ISPC is a C-like language designed to expose single-program-multiple-data (SPMD) parallelism. ispc is an open source compiler for this language which produces vector instructions. Programs written in ISPC frequently see significant speedup due to parallelism in vector hardware units (in SSE or AVX vector units).

Newer Intel processors (Westmere and Sandy Bridge) include hardware performance counters for measuring many interesting hardware-level performance metrics including instructions per clock (IPC), L2 and L3 cache miss rates and associated coherency traffic, and TLB miss rates.

Challenge

The challenge is to combine Intel performance counter instructions with the ISPC compiler to obtain useful performance metrics on arbitrary programs.

Resources

I will be modifying the ISPC Compiler using Intel Performance Counters.

Matt Pharr is a Principal Engineer at Intel and the main developer of ISPC. I've emailed him about this project and will certainly continue to get his help.

Agner Fog has written code using these counters which will be useful as a reference.

gprof is a profiling tool used with the gcc compiler for profiling CPU code without any special hardware counters. Its architecture is described in a paper. I will likely design the compiler/profiling architecture in a similar way.

Goals/Deliverables

I plan to add a mode to the ISPC compiler which will emit code instrumented with hardware performance instructions. When the instrumented program is run, it should output hardware performance statistics on the run.

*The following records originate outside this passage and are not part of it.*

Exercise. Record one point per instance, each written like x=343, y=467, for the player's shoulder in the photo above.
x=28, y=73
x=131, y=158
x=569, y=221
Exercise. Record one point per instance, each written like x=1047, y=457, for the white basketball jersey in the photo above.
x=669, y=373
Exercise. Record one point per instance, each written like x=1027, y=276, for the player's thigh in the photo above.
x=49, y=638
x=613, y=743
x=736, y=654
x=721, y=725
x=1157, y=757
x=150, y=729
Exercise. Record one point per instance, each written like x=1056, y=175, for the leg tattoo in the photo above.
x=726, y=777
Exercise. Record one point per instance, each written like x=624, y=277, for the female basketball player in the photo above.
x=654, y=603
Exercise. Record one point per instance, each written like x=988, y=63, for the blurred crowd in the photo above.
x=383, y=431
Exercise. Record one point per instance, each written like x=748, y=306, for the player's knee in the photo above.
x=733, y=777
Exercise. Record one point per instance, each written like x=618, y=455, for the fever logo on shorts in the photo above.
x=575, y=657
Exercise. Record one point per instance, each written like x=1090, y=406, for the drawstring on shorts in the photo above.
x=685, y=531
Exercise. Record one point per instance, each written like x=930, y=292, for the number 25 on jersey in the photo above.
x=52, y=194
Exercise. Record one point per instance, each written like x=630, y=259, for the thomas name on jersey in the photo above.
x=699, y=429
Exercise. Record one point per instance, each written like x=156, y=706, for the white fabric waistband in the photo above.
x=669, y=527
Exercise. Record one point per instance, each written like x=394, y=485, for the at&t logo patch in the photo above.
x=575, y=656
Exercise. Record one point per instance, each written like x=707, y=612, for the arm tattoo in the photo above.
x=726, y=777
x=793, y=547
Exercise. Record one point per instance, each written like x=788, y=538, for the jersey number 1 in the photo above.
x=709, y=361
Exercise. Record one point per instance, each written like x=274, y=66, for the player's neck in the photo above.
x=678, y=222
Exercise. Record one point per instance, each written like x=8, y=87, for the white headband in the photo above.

If I have time, I will try to produce a visualization tool to display the statistics across time and/or parts of the code.

Platform

The ISPC compiler is a good place to use hardware performance counters because code written with the ISPC compiler is explicitly attempting to take advantage of hardware level parallelism.

Proposed Schedule
[Please do not modify the schedule on this page after the proposal process (it is your proposed schedule, and it will be useful to compare it to your actually project logs at the end of the project). Update the schedule on your project main page if your goals or timeline changes over the course of the project.]

Week What I Plan To Do
Apr 1-7Run x86 code using performance counters
Apr 8-14Run/modify aobench example in ISPC;
Apr 15-21Emit x86 code in ISPC in interesting spots. Output results
Apr 22-28Analyze results on various ISPC programs
Apr 29-May 5Output results in visual way
May 6-11Write example ISPC programs to show features